В XXI веке Яковлева нечасто можно было увидеть в кино и на сцене. В Вахтанговском театре шли фоменковские «Без вины виноватые» и «Пиковая дама», в 2003 вышла «Чайка» Павла Сафонова, затем наступил долгий период без новых яковлевских ролей. Тем ценнее подарок, который в 2011 году худрук Вахтанговского Римас Туминас сделал на 90-летие театра его старожилам и публике — спектакль «Пристань», представляющий собой набор из восьми бенефисных отрывков. Главные роли в каждом из них играли живые легенды не просто Вахтанговского, а русского театра вообще: Юлия Борисова, Людмила Максакова, Владимир Этуш, Василий Лановой, Вячеслав Шалевич, Галина Коновалова, Ирина Купченко — и, конечно, Яковлев.

«Пристань», созданная как юбилейный концерт с участием театральных корифеев, вполне ожидаемо стала одним из лучших спектаклей в репертуаре театра Вахтангова. На него хотели и спешили попасть — к сожалению, здоровье некоторых участников постановки в последние годы не позволяет им часто выходить на подмостки. На «Пристани» каждый раз происходило то, что принято считать театральной магией: тревога за любимого артиста, который, кажется, только и может что пройти из кулисы в кулису, опираясь на палочку, сменялась восторгом от того, какую жизнь можно прожить на сцене за каких-то 15-20 минут.
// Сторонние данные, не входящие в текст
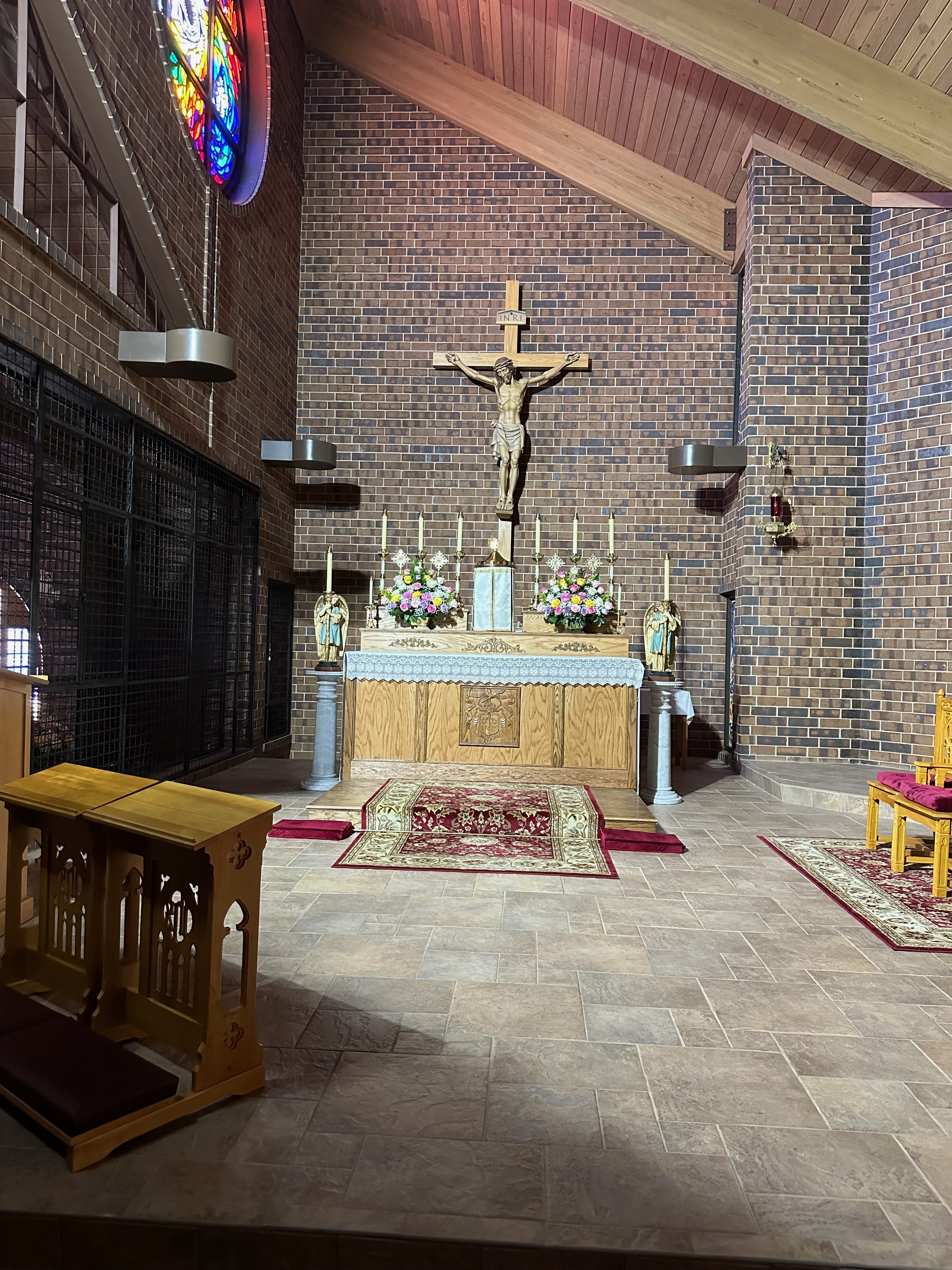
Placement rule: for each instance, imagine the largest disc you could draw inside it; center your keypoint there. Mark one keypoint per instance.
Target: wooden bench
(925, 799)
(141, 883)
Со смертью Яковлева один из главных спектаклей Вахтанговского театра лишился лучшего своего фрагмента. Актер играл в спектакле Туминаса часть под названием «Темные аллеи» вместе с Лидией Вележевой. На протяжении почти всего фрагмента постаревший Николай Алексеевич в его исполнении не встает со скамейки. Голосом, взглядом, нервными движениями кистей Яковлев создавал тончайший рисунок роли — бунинский персонаж за 10 минут сценического времени вызывал сочувствие, презрение, недоумение, жалость. Но настоящим торжеством умной и ироничной вахтанговской театральности был уход персонажа Яковлева со сцены, которым завершался первый акт. Только что произнеся исповедальный монолог перед бывшей любовью, порассуждав вслух о перипетиях судьбы и о том, как она могла бы сложиться, старый немощный грустный барин вдруг разворачивался и уходил в глубь сцены, пританцовывая и помахивая тросточкой в воздухе. Его силуэт на фоне светящегося белого задника Вахтанговского театра — точка в одной великой и удивительно цельной театральной истории.